Tuesday I heard a plaintiff in
the Proposition 8 case, Jeff Zarillo, tell the nation (on CNN's Starting Point)
how important the word "marriage" is to him: "It has global
recognition. No one celebrates a domestic partnership-versary. They celebrate
an anniversary of marriage."
Zarrillo wants what I once (in
Post #27) called "flavor" in his word, and "domestic
partnership" doesn't have it.
Nor, I suppose, does "civil union" or any of the other
alternatives.
Flavor satisfies the taste but it
sometimes confuses the mind. The
word "rights" in "animal rights" has a flavor of legality,
but it lacks legal foundation and leaves us groping for a referent. But I was wrong to depreciate Zarillo's
cause with a word like "flavor." The word "marriage" is sought not out of a taste
preference but out of a demand for equality. The argument, put simply, is that "we who are
essentially the same — in our ability to love, and remain faithful, and raise
children, etc. — should have the same rights, privileges, and benefits others
do. The word 'marriage,' if not a
right, is at least a benefit that should be allowed to us. Otherwise we are not equal."
This throws us back into a verbal
dispute, this time over the word "equal." To call two things equal they have to be the same, not in
all respects (nothing, outside of mathematics and logic, ever is) but in relevant
respects.. Gay and lesbian
candidates for marriage argue that they are the same as heterosexuals in
everything but their ability to reproduce.

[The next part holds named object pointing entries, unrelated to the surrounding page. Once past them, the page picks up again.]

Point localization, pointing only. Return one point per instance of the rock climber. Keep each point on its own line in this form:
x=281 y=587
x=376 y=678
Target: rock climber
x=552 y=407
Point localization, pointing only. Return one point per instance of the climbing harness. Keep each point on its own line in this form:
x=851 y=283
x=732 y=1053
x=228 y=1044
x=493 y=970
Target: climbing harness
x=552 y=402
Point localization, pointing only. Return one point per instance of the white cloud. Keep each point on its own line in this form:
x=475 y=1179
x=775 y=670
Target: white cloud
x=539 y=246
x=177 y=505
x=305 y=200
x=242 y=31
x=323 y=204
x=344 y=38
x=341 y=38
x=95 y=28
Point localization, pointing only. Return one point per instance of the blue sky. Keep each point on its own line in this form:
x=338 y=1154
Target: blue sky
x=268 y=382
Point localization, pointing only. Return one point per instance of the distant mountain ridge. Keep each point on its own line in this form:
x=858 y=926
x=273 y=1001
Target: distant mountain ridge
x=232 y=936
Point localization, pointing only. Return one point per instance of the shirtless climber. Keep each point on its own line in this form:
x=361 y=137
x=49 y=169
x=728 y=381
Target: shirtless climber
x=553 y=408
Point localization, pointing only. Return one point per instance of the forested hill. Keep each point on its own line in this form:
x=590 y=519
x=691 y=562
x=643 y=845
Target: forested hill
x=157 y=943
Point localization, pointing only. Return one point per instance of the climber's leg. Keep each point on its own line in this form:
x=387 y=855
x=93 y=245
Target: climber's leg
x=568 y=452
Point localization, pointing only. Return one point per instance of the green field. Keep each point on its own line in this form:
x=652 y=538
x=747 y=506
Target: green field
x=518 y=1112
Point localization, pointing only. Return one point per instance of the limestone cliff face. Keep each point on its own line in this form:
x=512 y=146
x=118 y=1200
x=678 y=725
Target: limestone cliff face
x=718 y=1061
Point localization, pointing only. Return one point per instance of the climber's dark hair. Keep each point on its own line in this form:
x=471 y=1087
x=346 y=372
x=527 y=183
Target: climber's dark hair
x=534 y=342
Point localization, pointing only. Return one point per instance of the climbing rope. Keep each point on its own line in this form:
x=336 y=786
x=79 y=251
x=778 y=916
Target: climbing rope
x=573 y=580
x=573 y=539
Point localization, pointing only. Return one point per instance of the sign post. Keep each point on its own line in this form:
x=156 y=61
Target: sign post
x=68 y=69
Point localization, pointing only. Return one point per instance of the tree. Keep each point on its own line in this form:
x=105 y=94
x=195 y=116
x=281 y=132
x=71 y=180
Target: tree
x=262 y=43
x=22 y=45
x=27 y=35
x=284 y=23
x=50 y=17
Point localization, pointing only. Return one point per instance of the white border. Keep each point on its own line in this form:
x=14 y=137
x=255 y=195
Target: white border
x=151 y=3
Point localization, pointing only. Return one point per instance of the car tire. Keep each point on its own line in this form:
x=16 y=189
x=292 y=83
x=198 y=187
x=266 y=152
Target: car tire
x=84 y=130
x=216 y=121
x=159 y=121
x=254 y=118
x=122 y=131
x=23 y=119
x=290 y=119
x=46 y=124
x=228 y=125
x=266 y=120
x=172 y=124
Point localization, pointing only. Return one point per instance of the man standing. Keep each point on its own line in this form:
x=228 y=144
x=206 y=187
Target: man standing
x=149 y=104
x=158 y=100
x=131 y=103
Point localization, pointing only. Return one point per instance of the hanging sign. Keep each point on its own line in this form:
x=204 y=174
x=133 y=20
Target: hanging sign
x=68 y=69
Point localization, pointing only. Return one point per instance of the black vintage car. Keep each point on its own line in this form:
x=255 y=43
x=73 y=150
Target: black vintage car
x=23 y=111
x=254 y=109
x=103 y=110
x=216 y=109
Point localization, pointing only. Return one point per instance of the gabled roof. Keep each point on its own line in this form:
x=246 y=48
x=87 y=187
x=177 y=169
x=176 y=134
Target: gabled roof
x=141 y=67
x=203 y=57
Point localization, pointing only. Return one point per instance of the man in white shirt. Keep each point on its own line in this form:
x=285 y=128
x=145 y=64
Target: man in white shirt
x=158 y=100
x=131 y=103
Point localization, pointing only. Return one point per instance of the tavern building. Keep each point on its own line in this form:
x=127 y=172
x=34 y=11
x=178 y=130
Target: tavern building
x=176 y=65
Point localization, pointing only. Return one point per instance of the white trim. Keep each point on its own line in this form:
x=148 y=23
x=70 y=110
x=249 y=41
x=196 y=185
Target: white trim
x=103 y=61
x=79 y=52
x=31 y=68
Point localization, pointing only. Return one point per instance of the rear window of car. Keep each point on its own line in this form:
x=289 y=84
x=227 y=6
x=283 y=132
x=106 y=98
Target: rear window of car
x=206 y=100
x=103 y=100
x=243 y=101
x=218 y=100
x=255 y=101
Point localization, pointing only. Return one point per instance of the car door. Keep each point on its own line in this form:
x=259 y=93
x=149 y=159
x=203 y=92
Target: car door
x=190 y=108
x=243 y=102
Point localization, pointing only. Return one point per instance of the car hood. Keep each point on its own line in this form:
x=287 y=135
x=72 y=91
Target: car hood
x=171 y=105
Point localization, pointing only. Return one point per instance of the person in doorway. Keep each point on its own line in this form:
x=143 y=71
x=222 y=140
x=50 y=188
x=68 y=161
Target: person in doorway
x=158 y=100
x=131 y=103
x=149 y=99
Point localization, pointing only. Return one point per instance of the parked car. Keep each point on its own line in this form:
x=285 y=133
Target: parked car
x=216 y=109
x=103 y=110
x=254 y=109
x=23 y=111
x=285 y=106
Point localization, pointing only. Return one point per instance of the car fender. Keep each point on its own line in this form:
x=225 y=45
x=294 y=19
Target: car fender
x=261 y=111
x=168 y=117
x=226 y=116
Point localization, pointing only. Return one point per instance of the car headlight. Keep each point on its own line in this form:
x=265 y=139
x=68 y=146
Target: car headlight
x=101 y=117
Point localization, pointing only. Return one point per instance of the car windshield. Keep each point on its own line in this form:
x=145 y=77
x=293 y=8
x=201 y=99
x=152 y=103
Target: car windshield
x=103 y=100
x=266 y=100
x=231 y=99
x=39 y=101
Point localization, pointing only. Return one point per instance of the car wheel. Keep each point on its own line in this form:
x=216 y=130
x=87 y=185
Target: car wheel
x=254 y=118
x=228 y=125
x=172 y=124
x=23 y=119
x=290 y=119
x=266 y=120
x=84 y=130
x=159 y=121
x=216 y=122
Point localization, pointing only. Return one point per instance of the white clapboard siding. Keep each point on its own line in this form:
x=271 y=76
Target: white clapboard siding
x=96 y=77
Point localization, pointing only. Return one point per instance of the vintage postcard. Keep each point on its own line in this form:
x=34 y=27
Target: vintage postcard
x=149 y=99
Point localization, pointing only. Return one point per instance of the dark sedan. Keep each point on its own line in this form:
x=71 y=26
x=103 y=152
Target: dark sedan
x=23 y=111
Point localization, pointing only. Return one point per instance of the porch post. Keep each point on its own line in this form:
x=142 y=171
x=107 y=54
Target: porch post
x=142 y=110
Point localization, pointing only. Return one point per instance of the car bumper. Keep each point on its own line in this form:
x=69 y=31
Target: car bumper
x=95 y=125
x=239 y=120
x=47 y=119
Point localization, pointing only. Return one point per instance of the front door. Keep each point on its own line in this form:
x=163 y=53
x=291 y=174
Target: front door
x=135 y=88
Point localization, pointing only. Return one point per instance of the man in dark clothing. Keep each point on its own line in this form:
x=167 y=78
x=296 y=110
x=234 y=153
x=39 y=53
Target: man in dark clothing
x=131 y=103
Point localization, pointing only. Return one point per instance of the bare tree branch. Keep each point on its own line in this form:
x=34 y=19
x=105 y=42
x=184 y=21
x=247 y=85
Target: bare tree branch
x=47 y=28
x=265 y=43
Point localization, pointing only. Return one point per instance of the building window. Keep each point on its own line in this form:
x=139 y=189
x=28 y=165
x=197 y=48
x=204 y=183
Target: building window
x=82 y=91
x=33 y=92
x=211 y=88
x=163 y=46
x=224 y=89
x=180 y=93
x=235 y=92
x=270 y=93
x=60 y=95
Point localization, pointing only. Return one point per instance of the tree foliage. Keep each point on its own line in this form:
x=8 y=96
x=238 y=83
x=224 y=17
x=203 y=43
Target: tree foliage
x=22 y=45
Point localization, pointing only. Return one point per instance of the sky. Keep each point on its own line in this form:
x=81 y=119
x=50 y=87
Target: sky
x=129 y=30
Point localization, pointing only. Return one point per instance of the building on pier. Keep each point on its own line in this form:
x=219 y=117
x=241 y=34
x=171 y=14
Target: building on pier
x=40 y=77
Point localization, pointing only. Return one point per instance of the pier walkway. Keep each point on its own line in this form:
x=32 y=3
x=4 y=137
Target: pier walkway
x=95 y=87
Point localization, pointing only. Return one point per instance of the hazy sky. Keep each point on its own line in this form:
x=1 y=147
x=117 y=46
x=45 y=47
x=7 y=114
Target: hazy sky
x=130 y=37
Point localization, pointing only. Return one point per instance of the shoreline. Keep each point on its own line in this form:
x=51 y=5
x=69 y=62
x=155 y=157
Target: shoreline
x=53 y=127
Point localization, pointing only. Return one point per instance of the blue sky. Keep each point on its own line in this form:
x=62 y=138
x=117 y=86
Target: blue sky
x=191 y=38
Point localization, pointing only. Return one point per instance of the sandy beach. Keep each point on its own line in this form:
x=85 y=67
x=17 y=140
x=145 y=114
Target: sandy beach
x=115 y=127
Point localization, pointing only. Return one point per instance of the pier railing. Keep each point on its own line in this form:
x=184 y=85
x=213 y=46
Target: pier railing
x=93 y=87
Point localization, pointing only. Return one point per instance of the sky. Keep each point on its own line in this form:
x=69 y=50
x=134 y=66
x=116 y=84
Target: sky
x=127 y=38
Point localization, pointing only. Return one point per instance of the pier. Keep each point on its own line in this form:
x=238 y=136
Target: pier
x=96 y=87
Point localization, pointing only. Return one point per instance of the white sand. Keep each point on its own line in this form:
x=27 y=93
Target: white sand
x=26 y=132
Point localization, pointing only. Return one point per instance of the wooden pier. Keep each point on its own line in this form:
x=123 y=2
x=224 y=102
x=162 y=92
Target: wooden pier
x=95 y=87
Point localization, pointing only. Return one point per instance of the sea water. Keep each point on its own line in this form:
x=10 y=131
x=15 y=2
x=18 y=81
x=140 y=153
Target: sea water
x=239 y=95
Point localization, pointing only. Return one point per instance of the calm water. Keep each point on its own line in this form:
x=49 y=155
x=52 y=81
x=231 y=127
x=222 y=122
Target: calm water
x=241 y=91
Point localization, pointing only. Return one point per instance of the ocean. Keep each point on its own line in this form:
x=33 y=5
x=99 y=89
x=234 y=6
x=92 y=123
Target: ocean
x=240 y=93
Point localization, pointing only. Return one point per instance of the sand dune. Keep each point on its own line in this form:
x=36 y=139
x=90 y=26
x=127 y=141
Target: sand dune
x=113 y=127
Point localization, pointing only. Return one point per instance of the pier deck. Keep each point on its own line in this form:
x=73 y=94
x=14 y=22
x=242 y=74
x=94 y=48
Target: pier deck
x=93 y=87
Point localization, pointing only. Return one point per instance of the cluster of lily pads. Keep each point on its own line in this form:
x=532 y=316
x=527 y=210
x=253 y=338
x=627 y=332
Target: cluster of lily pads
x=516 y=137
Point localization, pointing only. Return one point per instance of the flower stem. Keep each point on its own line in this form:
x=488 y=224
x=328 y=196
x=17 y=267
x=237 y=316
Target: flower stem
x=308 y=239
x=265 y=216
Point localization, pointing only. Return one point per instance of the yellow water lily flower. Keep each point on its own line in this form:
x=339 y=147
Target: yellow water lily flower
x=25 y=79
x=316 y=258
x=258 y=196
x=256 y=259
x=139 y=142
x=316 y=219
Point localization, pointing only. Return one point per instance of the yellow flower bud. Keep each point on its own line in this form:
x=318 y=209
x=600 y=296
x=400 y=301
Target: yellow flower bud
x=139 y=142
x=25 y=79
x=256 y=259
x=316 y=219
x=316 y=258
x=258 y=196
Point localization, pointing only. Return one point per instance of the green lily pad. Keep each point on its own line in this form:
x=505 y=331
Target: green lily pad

But, the key question, Is that ability relevant?
"No!' said
Justice Elena Kagan on Tuesday. We
let old people marry. And our best
columnists and bloggers have nailed her counter-example down. (See, for a very thorough example, http://www.slate.com/articles/health_and_science/human_nature/2013/03/homosexuality_as_infertility_how_to_end_the_gay_marriage_debate.html )
The strongest argument for the
relevance of fertility is, I think, one that fixes on human purpose and
decisions that further it.
"Fertility is certainly relevant in a candidate for a place in my
garden. I don't want to plant a
sterile flower where I need more of their kind. No matter that they are as beautiful, as cherished, as
welcome in the spring as the fertile flowers, they are not, in this important
respect, the same. So they can't,
in my estimation, be equal. I can
discriminate among them when I go to the nursery."
That analogy will not, I think, be
enough to satisfy Justice Kagan and those she speaks for, so we are left with
the unshaken view that bonded gays and bonded straights are the same in all
relevant respects.
But does that mean that the words
for them and their bond have to be the same? Are words relevant?
On Tuesday Chief
Justice Roberts made the radical suggestion that a word is the only thing that's relevant in the
present case. The plaintiffs have
made it that way. "It's just about the label....all
you're interested in is the label and you insist on changing the definition of
the label."
That gives me a
vision of peace. It's probably
just an unrealistic, academic vision but maybe you could share it. What you do is take a thorough
scientific survey. You list every
benefit the government gives the married, from survivor's benefits through
income tax deductions (there are 59 of them) to special state protection for
“intrafamily offenses” all the way to joint bankruptcy. After you make sure you have all the
legal rights (1049 here) you add all the privileges. Everything society can give a partnership of gays or
lesbians will be in one package.
Finally you put a name on it — "civil union," "domestic
partnership," "sworn bond," anything but the name "marriage." Then you ask whether or not your
interviewee will accept the package.
If he (or she) says "No" you put him down as one fighting only
for a word. You follow a similar
sequence with an interviewee of the opposing party. If he says, "Granted," to each item on the list
but won't grant "marriage" then he too is fighting only for a word. At the end you add up what's in your
columns and, if the numbers are significant, you publish them in a newspaper
(not an academic journal) and write an editorial asking, "What in the
world are you two groups so mad at each other about? You're fighting over a very little thing." They read it and say, "You're
right. Chief Justice Roberts was
onto us. One word isn't worth all
this."
There can't be any objections to a vision, can there? Later post, later post.